Tutti vogliono le maglie della storia

Basket - Il negozio strapieno, ordini da tutta Italia, gli scherzi di Ossola, Zanatta e Galleani. Questa è Varese

Da dove partire per celebrare la storia e un bel pomeriggio di lacrime e sorrisi profumato di Varese? Dalle telefonate? «Ci hanno chiamato da tutta Italia – dicono i titolari di Triple Mario Di Sabato e Mauro Costantino – Da Forlì hanno addirittura fatto un ordine molto cospicuo. Abbiamo prodotto 50 canotte per il momento: finiranno presto». Oppure dalle presenze in un negozio di Masnago in cui non si riesce quasi a camminare per la densità di anime? «Stamattina abbiamo dovuto mandare via delle persone perché volevamo iniziare a vendere le magliette dal pomeriggio – continua Mario – Sono ritornate tutte».

E se iniziassimo dall’atmosfera? Da un Marino Zanatta, discolo come ai tempi della gloria o forse come al solito («Perché mi date quella della Mobilgirgi senza il nome? Io voglio quella della Ignis! Mario, non potevi spendere due euro in più?»), che attacca un cartello con scritto “50% di sconto” sulla schiena dell’ignaro Sandro Galleani. Dallo stesso Sandro, a cui brillano gli occhi: «Ignis o Mobilgirgi? Non c’è una ragione per scegliere. Dico Ignis perché

è stata la prima che mi ammaliato: sono arrivato in città che non sapevo cosa fosse la pallacanestro e quella squadra me l’ha scolpita nelle pupille. Io sono Sandro Galleani grazie a questi ragazzi…». Dai ragazzi, appunto. Non solo Zanatta: Paolo Vittori “sfotte” Ossola («Aldo sembrava sempre mezzo morto in difesa, eppure si faceva sentire!»), Massimo Lucarelli si cimenta in un impareggiabile imitazione di Nikolic, Dodo Rusconi ritira sornione la sua numero 4. Chi ha detto compagni di una vita, compagni per la vita?

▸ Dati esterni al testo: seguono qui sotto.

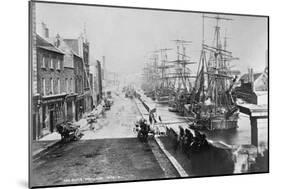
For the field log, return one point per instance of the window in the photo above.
(66, 85)
(52, 86)
(43, 62)
(70, 84)
(59, 64)
(58, 85)
(44, 86)
(51, 64)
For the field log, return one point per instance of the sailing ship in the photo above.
(212, 106)
(164, 88)
(181, 76)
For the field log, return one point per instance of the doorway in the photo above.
(52, 121)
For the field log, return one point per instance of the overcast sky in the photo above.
(126, 36)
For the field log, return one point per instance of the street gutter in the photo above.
(173, 161)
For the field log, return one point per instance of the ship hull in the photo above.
(218, 122)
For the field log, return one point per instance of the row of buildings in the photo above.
(63, 86)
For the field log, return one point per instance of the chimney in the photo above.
(57, 43)
(45, 30)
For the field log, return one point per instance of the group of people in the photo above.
(187, 142)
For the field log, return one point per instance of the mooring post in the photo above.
(254, 131)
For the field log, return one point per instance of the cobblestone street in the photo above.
(110, 152)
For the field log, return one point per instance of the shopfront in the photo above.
(52, 113)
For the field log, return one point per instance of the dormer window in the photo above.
(51, 63)
(43, 64)
(59, 64)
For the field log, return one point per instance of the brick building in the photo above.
(80, 46)
(50, 87)
(98, 81)
(61, 80)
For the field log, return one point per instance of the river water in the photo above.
(240, 136)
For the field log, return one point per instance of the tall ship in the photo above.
(150, 76)
(181, 77)
(164, 87)
(212, 106)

E se partissimo dagli occhi sognanti della Openjobmetis di oggi? Quelli di capitan Daniele Cavaliero che ha l’onore di essere citato in un aneddoto di Galleani, di Giancarlo Ferrero (lo mettiamo in crisi: quale canotta compreresti? Ci pensa per qualche minuto, poi risponde: «Quella di Morse»), di coach Paolo Moretti («Le prenderei tutte, perché l’essenza di quella leggenda era il gruppo. Zanatta ha appena detto che si ricorda solo delle sconfitte… Il punto è proprio questo: in quelle squadre c’era gente che odiava la sconfitta, che la rifiutava, che faceva di tutto per vincere…»), di Max Ferraiuolo, del presidente Alberto Castelli… L’imbarazzo della scelta consiglia un’opzione tutt’altro che di ripiego: incominciamo – e finiamo – dalla sostanza. Da quel giallo e blu che era meraviglioso in bianco e nero e figuriamoci a colori, ora che si può toccare con mano, ora che si può vestire, ora che fa bella mostra di sé in un Triple diventato – ieri e per i giorni a venire – uno store anni ’70 (quante maglie avrebbe venduto la Valanga Varesina? Altro che merchandising…).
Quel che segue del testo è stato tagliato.